08.05.2014 12:27 Uhr

Vor 40 Jahren: Triumph im Bademantel

Die Magdeburger Spieler jubeln nach dem Triumph in Bademänteln
Die Magdeburger Spieler jubeln nach dem Triumph in Bademänteln

Als einzige Mannschaft aus der DDR gewann der 1. FC Magdeburg einen Europapokal: Vor 40 Jahren besiegte die Elf des legendären Trainers Heinz Krügel den haushohen Favoriten AC Mailand im Finale des Pokalsiegerwettbewerbs mit 2:0.

Es war eine gespenstische Atmosphäre, als der niederländische Schiedsrichter Arie van Gemert nach 92 Minuten die Partie abpfiff und damit den größten Erfolg des DDR-Vereinsfußballs besiegelte. Nur 4.641 Zuschauer hatten sich im Rotterdamer De Kuip eingefunden, um dem Endspiel zwischen dem Titelverteidiger und klaren Favoriten AC Mailand und dem Underdog aus Magdeburg beizuwohnen. Die Anhänger der Magdeburger durften nicht in den Westen reisen, für die Italiener war das Finale nicht mehr als eine Pflichtaufgabe, der Sieg gegen die weitgehend unbekannten DDR-Kicker eine Selbstverständlichkeit.

Und so trat die mit Stars gespickte Mannschaft von Jungtrainer Giovanni Trapattoni auch auf. "Der AC Mailand hat uns unterschätzt. Und wie es im Leben so ist, wenn man unterschätzt wird, dann ist man stark", erzählt FCM-Kapitän Manfred Zapf später. Die junge Bezirksauswahl aus Magdeburg – alle Spieler kamen aus dem direkten Umkreis der Stadt – setzte der individuellen Klasse der Italiener ihren Teamgeist und einen temporeichen Offensivstil entgegen.

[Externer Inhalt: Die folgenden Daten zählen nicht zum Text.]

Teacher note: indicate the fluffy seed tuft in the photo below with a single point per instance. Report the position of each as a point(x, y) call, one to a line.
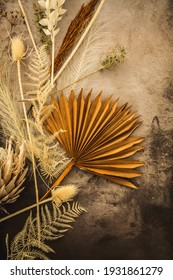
point(17, 48)
point(64, 194)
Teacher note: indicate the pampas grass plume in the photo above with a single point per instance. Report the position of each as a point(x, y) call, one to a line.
point(64, 194)
point(17, 48)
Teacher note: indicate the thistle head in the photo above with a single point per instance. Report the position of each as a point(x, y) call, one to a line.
point(64, 194)
point(113, 57)
point(17, 48)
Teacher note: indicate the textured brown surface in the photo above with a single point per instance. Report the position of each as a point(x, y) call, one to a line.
point(122, 223)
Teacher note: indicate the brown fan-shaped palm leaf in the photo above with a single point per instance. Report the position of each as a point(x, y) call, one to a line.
point(98, 136)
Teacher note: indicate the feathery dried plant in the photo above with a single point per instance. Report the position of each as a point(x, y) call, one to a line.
point(97, 138)
point(12, 172)
point(54, 223)
point(75, 29)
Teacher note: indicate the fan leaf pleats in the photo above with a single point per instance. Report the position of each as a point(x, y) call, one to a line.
point(97, 135)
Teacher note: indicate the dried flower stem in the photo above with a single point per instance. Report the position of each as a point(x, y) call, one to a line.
point(30, 141)
point(53, 58)
point(25, 209)
point(29, 29)
point(59, 179)
point(81, 40)
point(47, 89)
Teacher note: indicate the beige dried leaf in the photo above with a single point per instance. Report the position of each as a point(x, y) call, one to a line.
point(12, 172)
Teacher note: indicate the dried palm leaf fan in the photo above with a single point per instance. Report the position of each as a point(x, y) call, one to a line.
point(97, 136)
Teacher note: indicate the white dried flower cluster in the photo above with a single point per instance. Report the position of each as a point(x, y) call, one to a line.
point(53, 13)
point(12, 173)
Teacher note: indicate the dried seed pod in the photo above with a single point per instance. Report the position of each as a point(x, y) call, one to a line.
point(12, 172)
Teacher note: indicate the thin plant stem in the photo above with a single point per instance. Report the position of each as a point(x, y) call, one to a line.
point(53, 58)
point(59, 179)
point(30, 142)
point(29, 29)
point(25, 209)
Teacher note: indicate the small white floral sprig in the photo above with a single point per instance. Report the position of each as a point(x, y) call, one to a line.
point(53, 13)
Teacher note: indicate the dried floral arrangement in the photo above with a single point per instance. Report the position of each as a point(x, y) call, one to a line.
point(57, 131)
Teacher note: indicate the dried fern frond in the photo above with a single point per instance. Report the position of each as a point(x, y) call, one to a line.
point(54, 224)
point(75, 29)
point(12, 172)
point(98, 136)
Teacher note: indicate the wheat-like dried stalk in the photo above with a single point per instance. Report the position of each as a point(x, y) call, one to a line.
point(12, 172)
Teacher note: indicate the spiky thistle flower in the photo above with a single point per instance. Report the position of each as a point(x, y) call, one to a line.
point(64, 194)
point(113, 57)
point(12, 172)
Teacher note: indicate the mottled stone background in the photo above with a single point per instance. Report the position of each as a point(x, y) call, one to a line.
point(121, 223)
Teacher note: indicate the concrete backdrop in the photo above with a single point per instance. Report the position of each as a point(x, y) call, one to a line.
point(122, 223)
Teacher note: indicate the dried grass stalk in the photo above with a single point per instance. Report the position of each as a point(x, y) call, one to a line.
point(12, 172)
point(75, 29)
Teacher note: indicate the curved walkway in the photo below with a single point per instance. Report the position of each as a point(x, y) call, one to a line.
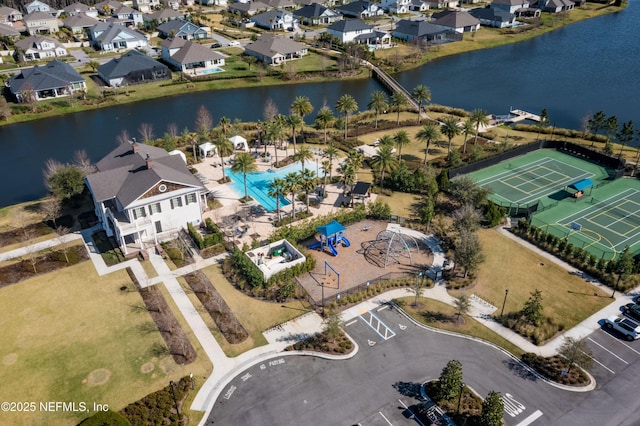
point(225, 368)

Wolfgang Seguin trifft aus spitzem Winkel

Kurz vor der Halbzeitpause grätschte Milan-Verteidiger Enrico Lanzi in eine scharfe Flanke von Detlef Raugust und lenkte das Leder unglücklich zum 1:0 in die eigenen Maschen. Mit der Führung im Rücken stieg das Selbstvertrauen der Underdogs, so dass Milan nach der Pause kaum noch zu Torgelegenheiten kam. In der 74. Minute stellte Wolfgang Seguin aus spitzem Winkel den Endstand her.

Direkt nach dem Schlusspfiff verteilten Ordner der Gastgeber Bademäntel an alle Magdeburger Spieler, denn es regnete an diesem kalten Mai-Abend in Rotterdam. So entstanden die ungewöhnlichen Siegerfotos der Magdeburger Helden in weißem Frottee. Später mussten die Spieler, die die Bademäntel schon als Sieger-Souveniers in ihre Reisetaschen verstaut hatten, wieder herausrücken.

DDR-Verband kassiert die Siegprämie ein

Auch sonst holte die Realität des sozialistschen Sportsystems die Helden nur Minuten nach dem sensationellen Erfolg über die Italiener ein. Während die Spieler in der Kabine feierten, lieferte sich Magdeburgs Trainer Heinz Krügel eine heftige Auseinandersetzung mit Günter Schneider, dem Generalsekretär des DDR-Fußballverbandes. Der hatte nämlich die Siegprämie in Höhe von 225.000 Schweizer Franken für den Verband einkassiert. "Schämst du dich nicht?" schleuderte der nur selten Linientreue Krügel dem ungeliebten Funktionär entgegen, als dieser nicht einmal 100 Franken für jeden Spieler rausrücken wollte. Später bekamen Spieler wie Paul Seguin 5.000 Ostmark und ein vorrangiges Bezugsrecht für ein Auto.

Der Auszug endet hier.